“I in love with Holcomb!” Darcy’s bitter grin dismissed that supposition. “I’m not in love with anybody. It isn’t that.”

“Then what is it?” asked the patient Gloria.

“It’s the whole thing. Helen Barrett is going to marry Paul Wood.”

“If any woman know any just reason why these twain should not be joined together in holy matrimony, let her now speak or forever after hold her peace,” solemnly misquoted Gloria.

“But—but—but Maud and Helen and I,” pursued the girl, evincing symptoms of a melancholic relapse, “were going to be the Three Honest Working-Girls and keep up our Fifty-Sixth Street bachelor-girl hall for life. And now look at the darn thing!”

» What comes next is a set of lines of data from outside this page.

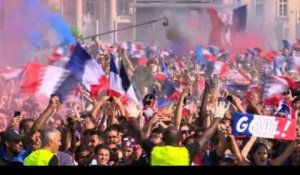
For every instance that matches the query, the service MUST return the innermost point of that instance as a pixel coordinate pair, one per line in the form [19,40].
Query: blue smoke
[45,17]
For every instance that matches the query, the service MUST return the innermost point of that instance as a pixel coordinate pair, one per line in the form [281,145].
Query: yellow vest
[40,157]
[170,156]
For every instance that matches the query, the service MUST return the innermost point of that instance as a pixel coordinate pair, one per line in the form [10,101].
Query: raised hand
[54,102]
[132,110]
[220,109]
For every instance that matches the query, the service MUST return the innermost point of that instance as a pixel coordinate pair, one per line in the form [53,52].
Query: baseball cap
[13,135]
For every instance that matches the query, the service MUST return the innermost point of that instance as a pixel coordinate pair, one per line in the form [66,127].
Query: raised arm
[248,147]
[99,104]
[236,150]
[218,114]
[178,111]
[53,106]
[222,144]
[282,157]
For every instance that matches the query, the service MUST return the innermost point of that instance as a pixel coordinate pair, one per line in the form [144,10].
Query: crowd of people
[190,125]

“What did you expect?” argued Gloria. “Maud is pretty and energetic, and Helen is one of those soft, fluffy creatures that some man always wants to take care of. Bachelor-girl agreements are only made to keep until the right man comes along, anyway.”

“But where do I come in?” demanded Darcy, opening wide her discontented-looking eyes.

“Oh, you’ll be getting engaged yourself one of these days.”

For once in her tactful life Gloria Greene had made a stupid remark.

“Don’t you patronize me!” flashed the girl. “I just won’t stand it! I get enough of that at home from those two d—-d fiancées.”